Nuclear power has revolutionized the way ships operate, allowing them to stay at sea for extended periods of time without the need for refueling. Submarines were the first to benefit from this technology, with food supply becoming the only limitation for their time at sea. Since then, similar technologies have been developed to power aircraft carriers and other vessels. The power of the reactor ranges from 10 MWt (in a prototype) to 200 MWt in the largest submarines and 300 MWt in surface ships, such as Kirov class battlecruisers.
A figure of 550 MWt each is quoted for two A4W units on Nimitz class carriers, and these supply 104 MW of axle each (USS Enterprise had eight A2W units of 26 MW of axle and was refueled three times). Gerald Ford class aircraft carriers have more powerful and simple A1B jets that are reportedly at least 25% more powerful than the A4W, therefore around 700 MWt, but which drive a ship that, apart from steam turbine propulsion, is fully electric, including an aircraft launch system electromagnetic or a catapult. Consequently, the boat has approximately three times the electrical capacity of the Nimitz class. Ford class A1B reactors are designed for refueling over an average operating life of 50 years.
For use in shallow waters such as estuaries and rivers, two 18,260 deadweight Taymyr-class shallow draft icebreakers were built in Finland with a 171 MWt KLT-40M reactor supplying 35 MW of propulsion and then equipped with its nuclear steam supply system in Russia. The nuclear reactors that power some aircraft carriers typically consume their nuclear fuel at about half of their desired 50-year lifespan. Once a reactor core has become critical, meaning that it has been used during the operation of a reactor, highly radioactive nuclear fission products have formed in the core, and the core has become highly radioactive. The nuclear fleet, with six nuclear icebreakers and a nuclear cargo ship, has increased navigation in the Arctic from 2 to 10 months a year, and in the Western Arctic, to the whole year.
CGN then signed an agreement with the National Marine Petroleum Corporation of China (CNOOC) apparently to provide energy for offshore oil and gas exploration and production, and to “boost the organic integration of the offshore oil industry and the nuclear power industry” according to CNOOC. Refueling the USS George Washington is a very costly task because the aircraft carrier is powered by two A4W nuclear reactors. Time periods between RoHS on a ship have historically varied from approximately 5 to 20 years (for submarines) to 25 years (for Nimitz class aircraft carriers). Argentina's Bariloche Atomic Center is considering similar plans for a nuclear-powered TR-1700 submarine. They, Taymyr and Vaygach, were built to meet international safety standards for nuclear craft and were launched in 1989 and 1990, respectively.

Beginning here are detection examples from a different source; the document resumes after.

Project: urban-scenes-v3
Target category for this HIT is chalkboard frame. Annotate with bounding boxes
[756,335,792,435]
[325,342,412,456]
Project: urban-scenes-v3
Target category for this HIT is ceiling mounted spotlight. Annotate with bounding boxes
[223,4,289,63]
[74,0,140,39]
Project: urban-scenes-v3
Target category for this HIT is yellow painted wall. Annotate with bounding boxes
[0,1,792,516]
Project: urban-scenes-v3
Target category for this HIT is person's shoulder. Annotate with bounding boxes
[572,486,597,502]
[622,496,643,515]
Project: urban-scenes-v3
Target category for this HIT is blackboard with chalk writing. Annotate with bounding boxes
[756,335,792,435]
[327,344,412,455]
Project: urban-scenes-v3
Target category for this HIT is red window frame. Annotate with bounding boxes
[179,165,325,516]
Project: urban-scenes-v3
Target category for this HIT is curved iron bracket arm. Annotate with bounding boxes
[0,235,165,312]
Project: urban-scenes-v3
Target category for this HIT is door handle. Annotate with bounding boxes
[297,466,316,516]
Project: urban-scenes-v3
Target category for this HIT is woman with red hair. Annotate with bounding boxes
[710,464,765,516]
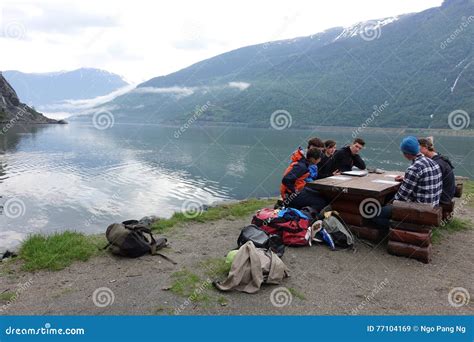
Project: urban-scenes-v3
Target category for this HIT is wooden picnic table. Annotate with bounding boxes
[306,171,404,227]
[307,171,404,204]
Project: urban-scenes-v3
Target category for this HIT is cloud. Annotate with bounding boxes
[0,3,119,38]
[228,82,250,90]
[132,86,196,97]
[38,84,136,118]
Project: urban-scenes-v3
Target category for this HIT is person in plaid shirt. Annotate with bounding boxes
[372,136,443,229]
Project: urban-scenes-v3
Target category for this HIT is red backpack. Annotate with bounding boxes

The United States Navy has accumulated more than 6,200 years of accident-free reactor experience, with 526 nuclear reactor cores over the course of 240 million kilometers without a single radiological incident over a period of more than 50 years. The smallest nuclear submarines are the six French Rubis class attack submarines (2600 dwt) in service since 1983, and they use a CAS48 reactor, a 48 MW integral PWR reactor from Technicatome (now Areva TA) with 7% enriched fuel that requires refueling every 7-10 years. This marked the transition of submarines from slow underwater vessels to warships capable of withstanding between 20 and 25 knots submerged for weeks. These two reactors, according to The Encyclopedia of Ships, drive four propellers that produce a maximum speed of 30 knots. The widest 33 m beam at the waterline will coincide with the 70,000 ton ships for which they are designed to clear the way, although some ships with reinforced hulls already use the North Sea Route.
Nuclear propulsion has proven to be technically and economically essential in the Russian Arctic, where operating conditions are beyond the capacity of conventional icebreakers. The KLT-40S is a four-loop version of the icebreaker reactor for floating nuclear power plants that runs on low-enriched uranium (.